ArgAtlas (Beta)

ArgAtlas is a Streamlit dashboard for OSINT workflows on usernames, emails, domains, and IP indicators. The project combines multi-platform discovery, external API enrichment, local SQLite persistence, visual analytics, and exports suitable for technical analysis and reporting.

Purpose
Core features
Architecture
Project structure
Requirements
Setup and run
Environment configuration (.env)
Application configuration (config.py)
Operational workflows
Data model and persistence
Exports and artifacts
Tests
Performance and resilience
Troubleshooting
Security and compliance
Suggested roadmap

Purpose

ArgAtlas is designed to:

map the digital footprint of an identifier
correlate indicators across multiple platforms
support OSINT investigations from a single UI
keep a local history of scans
produce portable outputs (PDF/Excel/JSON/CSV/JSONL/HTML)

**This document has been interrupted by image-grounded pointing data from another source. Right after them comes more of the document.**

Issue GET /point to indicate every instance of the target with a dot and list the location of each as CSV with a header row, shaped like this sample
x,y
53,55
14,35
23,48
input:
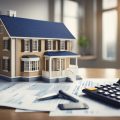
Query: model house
x,y
35,50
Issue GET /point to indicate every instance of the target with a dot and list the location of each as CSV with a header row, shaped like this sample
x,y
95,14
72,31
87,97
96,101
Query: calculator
x,y
108,93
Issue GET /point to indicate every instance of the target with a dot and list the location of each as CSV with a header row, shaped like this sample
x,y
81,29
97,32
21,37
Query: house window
x,y
27,45
30,63
30,66
62,45
57,64
49,45
71,15
109,30
5,44
62,64
35,45
5,64
1,29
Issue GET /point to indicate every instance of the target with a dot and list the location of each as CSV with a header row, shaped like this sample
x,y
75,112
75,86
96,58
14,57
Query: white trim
x,y
40,38
35,46
32,71
5,70
50,66
5,50
62,56
5,38
20,76
5,28
13,59
5,57
30,59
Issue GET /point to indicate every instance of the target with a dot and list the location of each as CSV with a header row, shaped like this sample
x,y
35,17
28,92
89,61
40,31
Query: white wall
x,y
34,9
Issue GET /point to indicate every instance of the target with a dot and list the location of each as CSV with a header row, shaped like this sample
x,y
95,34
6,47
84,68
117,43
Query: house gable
x,y
21,27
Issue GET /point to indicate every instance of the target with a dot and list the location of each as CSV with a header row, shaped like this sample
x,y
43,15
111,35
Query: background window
x,y
107,4
109,30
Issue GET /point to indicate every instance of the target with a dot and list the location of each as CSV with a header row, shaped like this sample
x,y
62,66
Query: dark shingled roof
x,y
30,56
60,53
21,27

The project is local-first and does not require an external backend.

Core features

1) Intelligence dashboard

operational KPIs (volume, coverage, risk)
global map with points, heatmap, clustering, and threat zones
combined filters by username, date range, found percentage, risk, and verified state
daily timeline, weekly trend, platform distribution
user-platform entity graph
HTML snapshot export of visualizations

2) Quick Scan

fast scan for a single input
profile status checks across many platforms
optional scraping preview
optional GitHub enrichment
optional external API enrichment

3) Full Scan

extended scan with deeper control
scan parameter tuning (for example max profiles)
risk assessment computed at the end of each run
persistent storage with temporal deduplication

4) Batch CSV

CSV ingestion using a username column
memory-safe chunking (CSV_BATCH_SIZE) for larger files
processed/saved/skipped summary
deduplication support by time window

5) Reports Center

recent scan review
on-demand export preparation
PDF, Excel, JSON, and profile CSV downloads
bulk exports (JSONL, CSV summary, Excel)

6) Advanced Analysis

email reverse lookup (Hunter.io)
account correlation
naming and platform-preference pattern detection
alert generation and alert state tracking (OPEN/RESOLVED)
scan-to-scan comparison (added/removed platforms, risk delta)

7) System Insights

total scans and unique users
reports folder size
API integration status
quick operational health metrics

Architecture

Components

ArgAtlas_v4.py: Streamlit UI and workflow orchestration
engine_core.py: scan engine, API integrations, risk scoring
datastore.py: SQLite persistence, filtering, bulk operations, alert storage
analysis_tools.py: correlation, pattern analysis, alert logic, scan comparison
exporters.py: report file generation
viz.py: Plotly visual layers and HTML snapshots
utils.py: HTTP/rate limiting, input validation, metadata extraction
config.py: app configuration and feature flags

End-to-end flow

User input
  -> validate_username (utils)
  -> run_scan_for_input (engine_core)
      -> build_services_for_username
      -> check_profiles_exist (HTTP status)
      -> scrape_social_preview (metadata)
      -> github_lookup + external enrichments
      -> compute_risk_assessment
  -> save_scan (datastore)
  -> generate_alerts / analysis_tools
  -> dashboard rendering
  -> file export (exporters / viz)

Project structure

osint_suite_pro/
|-- .env.example
|-- ArgAtlas_v4.py
|-- analysis_tools.py
|-- config.py
|-- datastore.py
|-- engine_core.py
|-- exporters.py
|-- requirements.txt
|-- utils.py
|-- viz.py
|-- data/
|   `-- capitals.json
|-- tests/
|   |-- test_analysis_tools.py
|   `-- test_datastore.py
|-- reports/
|-- fonts/
|-- backup_unused/
`-- osint_scans.db

Requirements

Python 3.10+ (3.11 recommended)
dedicated virtual environment
internet connectivity for external lookups
font available at fonts/NotoSans-Regular.ttf for Unicode PDF export

Main dependencies:

streamlit>=1.20
requests
beautifulsoup4
pandas
fpdf
plotly
openpyxl
networkx
python-dotenv

Setup and run

Windows PowerShell (recommended)

Move to project folder:

cd .\osint_suite_pro

Create and activate a virtual environment.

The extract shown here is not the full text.